Picometers to Micrometers Converter
Common Conversions
| pm | µm |
|---|---|
| 1 | 0.000001 |
| 10 | 0.00001 |
| 100 | 0.0001 |
| 154 | 0.000154 |
| 1000 | 0.001 |
| 10000 | 0.01 |
| 100000 | 0.1 |
| 500000 | 0.5 |
| 1000000 | 1 |
| 5000000 | 5 |
| 10000000 | 10 |
| 100000000 | 100 |
Why this conversion matters in chemistry
CryoEM resolution and imaging-area math brings this up often. A 154 pm sp³ C–C bond sits six prefix decades below the µm-scale ice-grid sample area imaged during data collection on a 300 kV cryoEM. The same conversion shows up when relating a DFT-derived bond geometry to the optical-microscopy phenotype it ultimately needs to inform. The 10⁻⁶ µm per pm is just two SI prefix steps (pm → nm → µm) written as one number.
Formula
µm = pm × 10⁻⁶
Worked Examples
1000000 pm = 1 µm
The conversion anchor — six prefix decades, the full span of the relationship.
154 pm = 0.000154 µm
An sp³ C–C bond — atomic geometry expressed in microscopy units.
100 pm = 0.0001 µm
About a typical atomic-radius scale.
1000 pm = 0.001 µm
1 nm — the bridge step between atomic and microscopy scales.

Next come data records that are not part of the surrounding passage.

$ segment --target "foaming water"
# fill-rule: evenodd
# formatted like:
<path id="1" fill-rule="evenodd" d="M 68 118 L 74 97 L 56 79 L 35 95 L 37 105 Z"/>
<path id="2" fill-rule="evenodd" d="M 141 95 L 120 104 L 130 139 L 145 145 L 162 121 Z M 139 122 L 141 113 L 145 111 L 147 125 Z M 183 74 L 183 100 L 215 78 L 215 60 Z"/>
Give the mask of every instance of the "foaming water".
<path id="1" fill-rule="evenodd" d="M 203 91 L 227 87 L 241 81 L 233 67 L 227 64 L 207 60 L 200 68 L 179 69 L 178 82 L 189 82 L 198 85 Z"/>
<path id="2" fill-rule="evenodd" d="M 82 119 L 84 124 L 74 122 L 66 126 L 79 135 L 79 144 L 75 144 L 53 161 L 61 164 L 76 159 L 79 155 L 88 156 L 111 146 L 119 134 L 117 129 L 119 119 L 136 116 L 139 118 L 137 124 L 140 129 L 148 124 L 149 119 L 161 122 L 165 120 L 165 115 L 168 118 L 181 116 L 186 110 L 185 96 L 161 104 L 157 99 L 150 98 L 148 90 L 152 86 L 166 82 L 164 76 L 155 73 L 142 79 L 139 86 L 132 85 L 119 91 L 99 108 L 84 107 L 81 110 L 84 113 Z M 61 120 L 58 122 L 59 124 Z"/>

Frequently Asked Questions
How do I convert pm to µm?
Multiply by 10⁻⁶, or equivalently divide by 1,000,000. So 154 pm becomes 0.000154 µm. The relationship is exact through the SI prefixes.
What's the scale difference?
Picometers describe sub-atomic features — bond lengths and atomic radii sit at 50–300 pm. Micrometers describe cellular and microscopy-scale features — bacteria at 1–10 µm. The two scales sit six orders of magnitude apart.
When does this conversion show up?
Bridging atomic-scale measurements from computational chemistry and the microscopy-scale data they inform. Nanoscience routinely needs both scales in the same calculation, and the conversion is the routine bookkeeping at that boundary.